É inegável que a tecnologia se torna cada vez mais parte da nossa rotina. Quem diria, dez anos atrás, que iríamos pagar nossas contas, investir, chamar um táxi ou fazer compras com apenas um toque no celular? Esses hábitos são tão banais hoje em dia que a próxima novidade já não chega como grande surpresa.
Essas empresas inovadoras, com grande potencial para crescimento em um mercado que busca ideias disruptivas a todo momento (e que, portanto, exigem financiamento), são cada vez mais atrativas para grandes investidores. Em 2018, de acordo com o levantamento da ABStartups, cinco empresas brasileiras de tecnologia ultrapassaram o valor de avaliação de US$ 1 bilhão: iFood, 99, Nubank, PagSeguros e Stone. São os unicórnios tupiniquins.
Esse crescimento chamou a atenção de investidores locais e internacionais com apetite para alocar seus recursos em projetos inovadores e com potencial para gerar retornos rápidos e robustos. Tal movimento resultou em um crescimento vertiginoso das operações de M&A no setor.

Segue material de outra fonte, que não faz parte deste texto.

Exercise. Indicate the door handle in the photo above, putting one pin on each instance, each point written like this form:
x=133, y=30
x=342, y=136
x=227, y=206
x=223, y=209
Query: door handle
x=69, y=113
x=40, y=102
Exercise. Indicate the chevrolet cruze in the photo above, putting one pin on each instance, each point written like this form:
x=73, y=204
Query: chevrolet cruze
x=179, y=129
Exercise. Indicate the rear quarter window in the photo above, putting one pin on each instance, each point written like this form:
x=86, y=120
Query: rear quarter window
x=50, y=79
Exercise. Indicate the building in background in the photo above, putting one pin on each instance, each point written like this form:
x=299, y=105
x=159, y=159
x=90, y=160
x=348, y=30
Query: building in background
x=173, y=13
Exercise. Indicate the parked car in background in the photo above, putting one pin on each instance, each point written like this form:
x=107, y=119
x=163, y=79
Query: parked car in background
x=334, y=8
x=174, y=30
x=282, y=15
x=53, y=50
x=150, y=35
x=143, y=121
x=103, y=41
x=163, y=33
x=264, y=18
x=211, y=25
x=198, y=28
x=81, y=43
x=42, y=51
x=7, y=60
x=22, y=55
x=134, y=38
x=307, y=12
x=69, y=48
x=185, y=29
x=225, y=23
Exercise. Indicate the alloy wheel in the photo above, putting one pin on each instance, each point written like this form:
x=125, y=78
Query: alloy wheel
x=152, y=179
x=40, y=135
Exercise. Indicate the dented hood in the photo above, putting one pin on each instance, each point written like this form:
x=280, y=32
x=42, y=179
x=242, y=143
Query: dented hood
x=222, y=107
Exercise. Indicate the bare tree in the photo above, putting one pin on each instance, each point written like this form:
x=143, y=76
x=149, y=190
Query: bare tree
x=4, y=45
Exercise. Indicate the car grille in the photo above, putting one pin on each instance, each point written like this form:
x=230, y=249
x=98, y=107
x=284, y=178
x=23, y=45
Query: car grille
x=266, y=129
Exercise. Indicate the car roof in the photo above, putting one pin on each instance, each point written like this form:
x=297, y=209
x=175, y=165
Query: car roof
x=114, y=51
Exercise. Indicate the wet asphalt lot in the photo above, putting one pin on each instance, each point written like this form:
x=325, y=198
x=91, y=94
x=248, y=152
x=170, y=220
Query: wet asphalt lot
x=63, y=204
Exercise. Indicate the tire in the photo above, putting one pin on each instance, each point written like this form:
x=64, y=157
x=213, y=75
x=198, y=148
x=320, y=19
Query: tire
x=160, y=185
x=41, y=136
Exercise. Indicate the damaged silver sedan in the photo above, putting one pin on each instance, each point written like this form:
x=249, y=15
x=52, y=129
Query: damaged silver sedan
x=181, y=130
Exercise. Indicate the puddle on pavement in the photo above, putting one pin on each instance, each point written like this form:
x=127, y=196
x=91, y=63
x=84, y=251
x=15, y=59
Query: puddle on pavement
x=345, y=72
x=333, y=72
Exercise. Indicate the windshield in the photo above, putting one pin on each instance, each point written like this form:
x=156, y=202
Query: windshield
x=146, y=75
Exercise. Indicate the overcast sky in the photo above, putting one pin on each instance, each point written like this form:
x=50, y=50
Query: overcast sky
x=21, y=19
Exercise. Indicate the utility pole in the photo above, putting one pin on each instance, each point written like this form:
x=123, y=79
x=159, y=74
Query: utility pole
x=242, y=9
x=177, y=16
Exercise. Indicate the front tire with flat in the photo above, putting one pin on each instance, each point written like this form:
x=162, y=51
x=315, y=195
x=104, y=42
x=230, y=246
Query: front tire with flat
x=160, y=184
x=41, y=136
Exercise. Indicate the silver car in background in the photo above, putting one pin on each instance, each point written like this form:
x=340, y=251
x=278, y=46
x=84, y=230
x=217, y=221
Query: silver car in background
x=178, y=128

Seguindo a lógica do mercado internacional e o dinamismo típico desse segmento, os empreendedores de tecnologia buscam um capital investidor “barato” e, talvez mais importante, que não imponha demasiadas restrições e obrigações. O anseio, contudo, é confrontado com um sistema legal codificado como o brasileiro, em que a interpretação deve ser feita de acordo com as regras estabelecidas, e que não consegue se ajustar rapidamente aos novos costumes trazidos por essas empresas. O trâmite de aprovação de mudanças legais é burocrático e demanda tempo. Como exemplos, vimos recentemente amplas discussões sobre como enquadrar as atividades desempenhadas pelos motoristas de aplicativos e um acalorado debate sobre a regulamentação do compartilhamento de patinetes e bicicletas.

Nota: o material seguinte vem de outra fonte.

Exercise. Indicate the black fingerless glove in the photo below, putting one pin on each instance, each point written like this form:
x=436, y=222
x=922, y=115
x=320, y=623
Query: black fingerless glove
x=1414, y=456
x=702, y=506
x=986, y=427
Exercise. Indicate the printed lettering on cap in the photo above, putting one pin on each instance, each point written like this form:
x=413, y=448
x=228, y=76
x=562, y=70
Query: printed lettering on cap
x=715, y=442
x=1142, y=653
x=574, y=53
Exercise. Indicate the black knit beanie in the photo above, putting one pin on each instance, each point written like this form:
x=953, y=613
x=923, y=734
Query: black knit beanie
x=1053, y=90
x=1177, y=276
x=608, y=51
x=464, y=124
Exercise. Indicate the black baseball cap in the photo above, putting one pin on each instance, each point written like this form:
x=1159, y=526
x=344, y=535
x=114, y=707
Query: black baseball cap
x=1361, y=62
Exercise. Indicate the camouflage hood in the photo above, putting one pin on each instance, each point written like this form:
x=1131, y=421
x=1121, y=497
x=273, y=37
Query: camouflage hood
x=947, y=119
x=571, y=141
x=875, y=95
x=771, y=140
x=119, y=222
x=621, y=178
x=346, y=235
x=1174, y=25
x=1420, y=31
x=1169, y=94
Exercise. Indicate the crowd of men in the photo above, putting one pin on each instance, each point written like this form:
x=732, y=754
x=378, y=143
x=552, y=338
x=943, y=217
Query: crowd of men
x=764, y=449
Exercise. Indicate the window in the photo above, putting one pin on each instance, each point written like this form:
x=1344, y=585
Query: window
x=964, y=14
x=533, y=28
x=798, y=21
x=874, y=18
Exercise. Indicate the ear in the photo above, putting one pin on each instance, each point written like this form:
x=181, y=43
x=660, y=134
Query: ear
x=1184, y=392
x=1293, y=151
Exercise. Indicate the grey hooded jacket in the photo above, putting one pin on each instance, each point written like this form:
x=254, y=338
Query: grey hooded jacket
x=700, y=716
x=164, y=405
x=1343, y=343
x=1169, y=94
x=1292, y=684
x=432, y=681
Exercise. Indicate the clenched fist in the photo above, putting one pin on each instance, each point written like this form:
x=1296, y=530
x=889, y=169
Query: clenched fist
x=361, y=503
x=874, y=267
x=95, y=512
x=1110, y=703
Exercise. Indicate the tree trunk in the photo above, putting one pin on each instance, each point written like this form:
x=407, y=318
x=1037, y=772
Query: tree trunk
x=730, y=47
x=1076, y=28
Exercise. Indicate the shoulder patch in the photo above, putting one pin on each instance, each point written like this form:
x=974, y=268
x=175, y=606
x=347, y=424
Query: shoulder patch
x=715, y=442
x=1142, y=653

Afora as discussões regulatórias decorrentes das atividades desempenhadas, temas relacionados às contingências fiscais e trabalhistas (com seus riscos de contaminação não apenas das empresas-alvo, mas também dos próprios investidores) continuam sendo um dos grandes focos da discussão e negociação nos investimentos em empresas de tecnologia (além de outros, como privacidade e proteção de dados). É comum haver um certo “choque” entre o dinamismo e a velocidade dos empreendedores de tecnologia e um processo mais criterioso de auditoria e negociação de um pacote de indenização que proteja os investidores contra possíveis perdas e contaminações.
Assim, o desafio de assegurar a proteção aos investidores e, ao mesmo tempo, garantir o financiamento das empresas de tecnologia, sem entravar as negociações por prazos delongados, gera algum descompasso nos M&As do setor. Investidores com mais apetite ao risco tendem a adotar uma postura “menos exigente” e, muitas vezes, levam vantagem sobre seus pares no mercado brasileiro cada vez mais competitivo.
Por outro lado, a estruturação de operações de M&A envolvendo empresas de tecnologia ganha novo peso, a fim de possibilitar uma blindagem maior do investidor aos riscos associados ao investimento. Nesse contexto, são comuns estruturas de investimento alicerçadas em dívidas conversíveis ou investimentos feitos via holdings constituídas no exterior.
É inegável que cada operação tem a sua peculiaridade, razão pela qual se torna ainda mais fundamental analisar os aspectos específicos de cada investimento. De qualquer forma, o mercado tem desenvolvido alternativas para que a segurança desejada pelo investidor não impeça o financiamento dessas novas plataformas, que operam com um dinamismo peculiar. Com o tempo, o mercado sedimentará a medida correta entre tal dinamismo e o conservadorismo típico de operações de M&A.